Saturday, December 17, 2022

31 Days Of CCS, #17: Aaron Cockle & Bryan Stone



Bugs, by Bryan Stone. Stone is one of the members of CCS's first graduating class, but it's been a while since I've seen his work. This funny mini full of vignettes about bugs is full of sharp storytelling, crisp drawing, and lively cartooning. These are bugs with rich fantasy lives, engaging in awkward cringe humor, and philosophically complex outlooks on lives. They are also bugs who act like bugs, as when a cricket finds himself jumping without much control over their actions. Stone's character design is killer, retaining the anatomy of insects while adding anthropomorphic expressiveness to their eyes and sometimes their movements. His use of hatching and cross-hatching is impeccable, adding depth and weight to the pages in a way that's frequently simply beautiful. Some strips offer more extreme close-ups of the bugs, and Stone shifts to a thick line weight and a simplified design, like in one strip where a bug is teaching their "pet" to fetch, with amusing results. A plot about aliens arriving and a reveal that they wiped out humanity and gave the bugs consciousness is clever but also kept light and irreverent. 
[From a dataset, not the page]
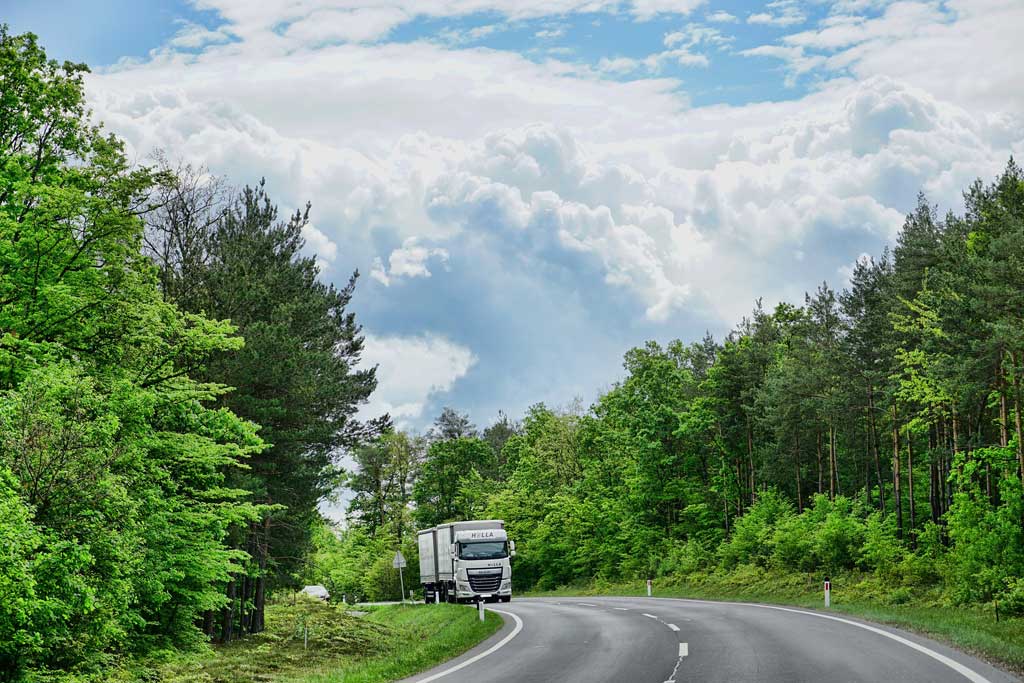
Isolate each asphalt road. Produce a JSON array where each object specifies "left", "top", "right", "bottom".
[{"left": 401, "top": 596, "right": 1018, "bottom": 683}]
Andalusian Dog, October 2022, by Aaron Cockle. Cockle's back at it with this exploration of a meta-game  in an issue subtitled "The Opposite Of Empathy Is Empathy." The narrative, with a different numbered heading at the top of each page, is about various kinds of tests, including machines testing other machines for empathy and antipathy. It goes into detail about growing up on a moon colony, with images on graph lines, and jagged photos of the moon. There are drug-induced mass emotion experiments during space travel, life back on Earth that includes an appearance on the Dennis Miller Show with Carrot Top, and a film adaptation of an obscure Jack Kirby comic. The intersection between work and art and the concept of work as an immersive, all-encompassing thing that obliterates personal space is a running theme in Cockle's comics, whose visuals continue to become increasingly abstract and sketchy.